Radicalised by the 1929 economic crash, he moved toward Marxism. In 1933 he joined the Trotskyist Communist League of America, the organisation founded by veteran revolutionary James P. Cannon after his break with the Stalinised Communist Party in 1928. Novack remained active in the Trotskyist movement—first the CLA and then its successor organisations, most notably the Socialist Workers Party—until his death in 1992.
Novack early developed an interest in philosophy. In the 1930s he belonged to a broad layer of radical New York intellectuals who were attracted to Marxism. However, while the small US Trotskyist movement in this period attracted a significant milieu of fellow-travelling intellectuals, very few actually joined the movement and became revolutionary activists. Some—like Felix Morrow and James Burnham—did so but either did not fully make the transition or did not stay the distance.

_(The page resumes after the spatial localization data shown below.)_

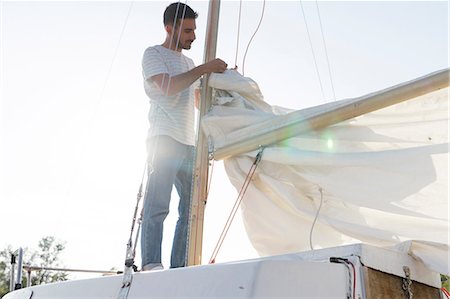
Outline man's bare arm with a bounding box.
[149,58,227,96]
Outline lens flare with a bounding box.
[326,138,334,150]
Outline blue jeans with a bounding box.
[141,136,194,269]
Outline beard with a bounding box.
[176,39,193,50]
[181,40,193,50]
[171,33,194,50]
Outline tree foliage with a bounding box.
[0,245,13,297]
[0,236,68,297]
[443,274,450,292]
[32,236,68,285]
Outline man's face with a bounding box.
[171,18,196,50]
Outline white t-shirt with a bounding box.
[142,45,198,146]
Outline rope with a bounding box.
[344,262,352,298]
[209,148,264,264]
[234,0,243,69]
[241,0,266,76]
[330,257,355,299]
[314,0,336,101]
[309,187,323,250]
[299,0,326,102]
[347,260,356,299]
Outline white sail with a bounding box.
[203,70,449,274]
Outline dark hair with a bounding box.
[163,2,198,27]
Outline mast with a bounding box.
[187,0,221,266]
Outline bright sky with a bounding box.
[0,0,448,279]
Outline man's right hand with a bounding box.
[203,58,227,74]
[151,58,228,96]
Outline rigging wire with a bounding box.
[314,0,337,101]
[67,1,134,205]
[209,148,264,264]
[309,187,323,250]
[233,0,243,69]
[205,159,215,200]
[99,2,134,107]
[299,0,326,102]
[124,161,148,270]
[164,0,188,96]
[118,160,146,298]
[241,0,266,76]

George Novack stands out as one of the handful of radical intellectuals of the Depression years who remained true to his early convictions. As he wrote in an autobiographical memoir in 1976:
I had to watch most of my generation fall by the wayside and conclude a separate peace with the ruling powers in the universities, the publishing fields, the professional and business worlds. Today, at the age of 70, I am one of a very few: a radical intellectual of 1930s vintage who remains active as an unrepentant Marxist and fulltime professional in the revolutionary movement.
Novack had a long involvement in civil rights defence campaigns. In 1932 he became active in the CP-aligned National Committee for the Defence of Political Prisoners. In 1937-40 Novack served as the secretary of the American Committee for the Defence of Leon Trotsky. This body initiated the celebrated 1937 Dewey Commission of Inquiry into the charges made against Trotsky in the Moscow show trials and whose verdict pronounced them a complete frame-up. In 1941-50 Novack was secretary of the Civil Rights Defence Committee. It was through this body that the SWP organised support for the 18 party leaders and members indicted and jailed in the wartime Minneapolis sedition trial.

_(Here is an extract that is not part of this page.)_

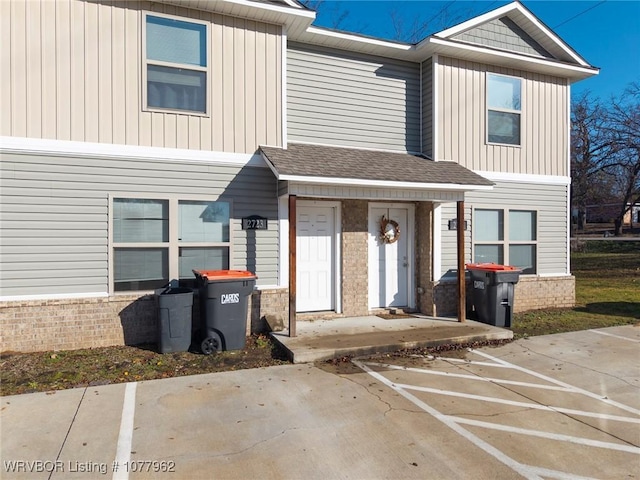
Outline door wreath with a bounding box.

In 1940 Novack was elected to the SWP National Committee and served on it until 1973. From 1965 to 1974 he was an associate editor of the International Socialist Review, the SWP’s monthly journal. Most of the articles in this selection first appeared in the ISR (many under the name William F. Warde, the pseudonym he frequently used in his party work).
Apart from the example of a life of steadfast commitment and activity in the revolutionary socialist movement, Novack’s greatest contribution to socialism consists of his Marxist historical and philosophical writings. Over the years he wrote numerous articles for the theoretical journals of the US Trotskyist movement (successively New International, Fourth International and then International Socialist Review ) as well as a number of books.

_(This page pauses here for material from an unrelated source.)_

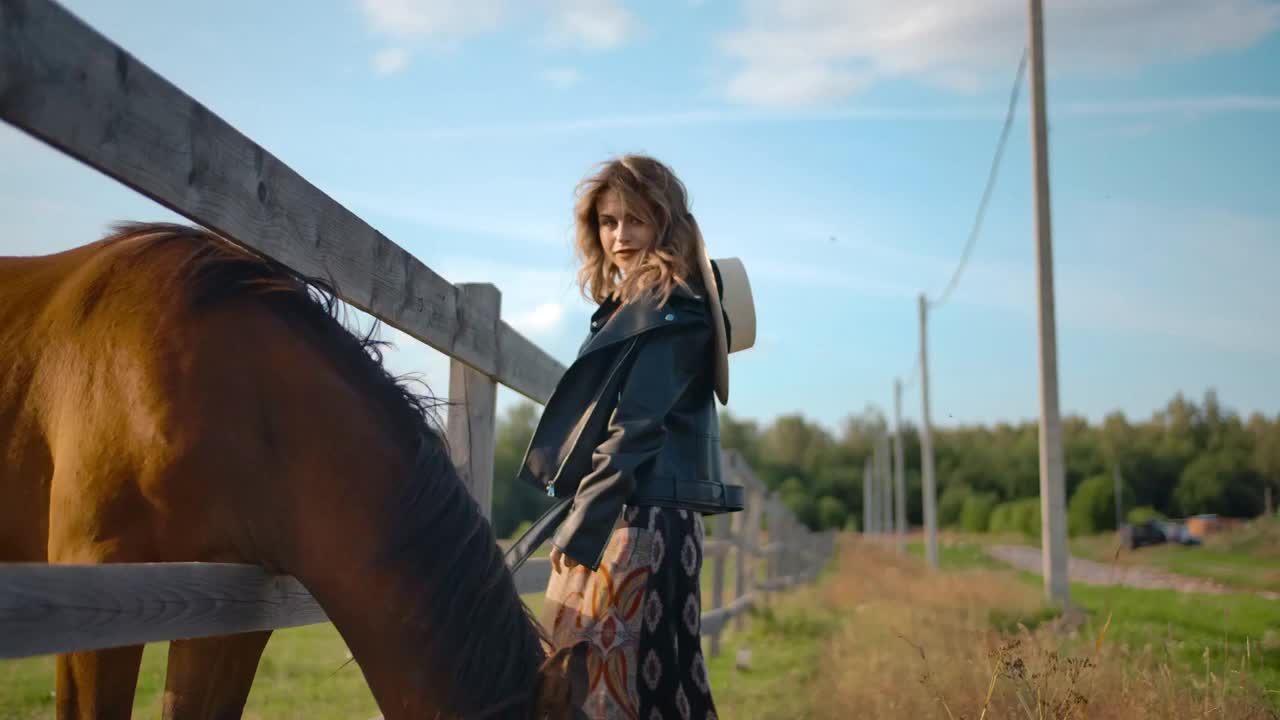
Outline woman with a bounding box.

Many of his writings are historical studies of the development of US capitalism through two great revolutions (the War of Independence and the Civil War), the question of slavery, the destruction of native American society, and of resistance to the new bourgeois plutocracy. A number of his historical contributions appear in the collection he edited, America’s Radical Heritage (Pathfinder Press: New York, 1976).
However, Novack will be most remembered as an outstanding exponent and populariser of Marxist philosophy and theory. He produced a number of books on various aspects of this question: An Introduction to the Logic of Marxism (Pioneer Publishers: New York, 1942), The Origins of Materialism (Merit Publishers: New York, 1968), Empiricism and Its Evolution (Merit, 1968), Democracy and Revolution (Pathfinder, 1971), Understanding History (Pathfinder, 1972), Humanism and Socialism (Pathfinder, 1973), Pragmatism Versus Marxism (Pathfinder, 1975), Polemics in Marxist Philosophy (Pathfinder, 1978).
Although ignored by bourgeois academia, Novack had an undoubted impact on generations of activists in the revolutionary socialist movement, not only in the United States but also in Australia (which he toured for the Democratic Socialist Party and Resistance in 1973, speaking to large campus and city meetings). The publishers hope that this selection of George Novack’s writings will help equip new generations of fighters for socialism with the Marxist education which is so essential for the struggle.
 Novack, Polemics in Marxist Philosophy (Pathfinder Press: New York, 1978), p. 37.